Volunteers served a full meal of chicken wings, chicken tenders, mashed potatoes, broccoli, macaroni and cheese and rolls, along with a wide range of desserts and drinks. People were invited to dine in at their leisure from 10 a.m. to 6 p.m., or to carry out meals for their families or neighbors.
A large number of meals were also packed and delivered to the homebound and elderly around Dawson County.
According to the Tavern's Facebook page, volunteers served and packaged over 500 meals in total this year.
The restaurant was also open to all first responders and emergency personnel who were working Christmas Day. According to one of the volunteers, the Dawson County Sheriff's Office had lunch delivered to their office on the day.
Reinhart Foods sponsored the food, donating more than $1,000 worth for the Tavern to prepare for its guests. Desserts were made by the various volunteers.
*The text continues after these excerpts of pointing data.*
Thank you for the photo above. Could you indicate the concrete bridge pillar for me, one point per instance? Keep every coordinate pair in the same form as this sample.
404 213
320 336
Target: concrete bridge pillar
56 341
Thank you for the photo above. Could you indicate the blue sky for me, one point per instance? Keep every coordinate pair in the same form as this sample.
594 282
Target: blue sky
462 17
According to manager and Feed the Hungry organizer Scotty Seay, the Christmas meal wouldn't be possible without the enormous help the Tavern receives from the community.
"I'm just blessed and humbled to be able to do this, and it really takes a village," Seay said. "I couldn't pull all of this together without our wonderful volunteers."
Seay's mother, Ruth Collins, was helping to serve the food, and said she was proud of her son and wants to help him every time he organizes the Feed the Hungry event.
"Last year I got here before 10 and left after 6," Collins said. "It makes my heart warm and I sure enjoy giving people in need something to eat."
Many of the volunteers came from outside of the county to help give out the food.
Cande Keller of Dahlonega was at the Tavern before lunch, and helped to serve food, greet people and clean tables.
Keller said her family had gone to Florida for Christmas, and that she had stayed behind to help at the Tavern.
"I just love that I'm getting to help people and serve them a hot meal, it makes my day," Keller said.
Another volunteer, Theodore Hurst, is 13 and lives in Cumming. He was at the Tavern bright and early that morning to help, along with his mother, father and sisters.
This was Hurst's first year volunteering at the Feed the Hungry event, but he said he was used to helping others because his family has volunteered through their church in the past.
Hurst said he didn't mind giving up his Christmas at home to help prepare and serve the meal.
"I like it, it makes me feel good," he said.
Santa also visited the Tavern, and gave all of the children who were there a present or two from his sack.
Seay said he was thankful to the Tavern owners Jennifer and Donavon Hyder for letting him organize the event in their restaurant, along with another manager Nick Royalty. He also wanted to thank Reinhart foods for donating the meal, and the volunteers for all of their help.
Seay said that the real thanks, however, goes to the original reason for the season.
"All the glory goes to Jesus Christ," Seay said. "This is my Christmas present."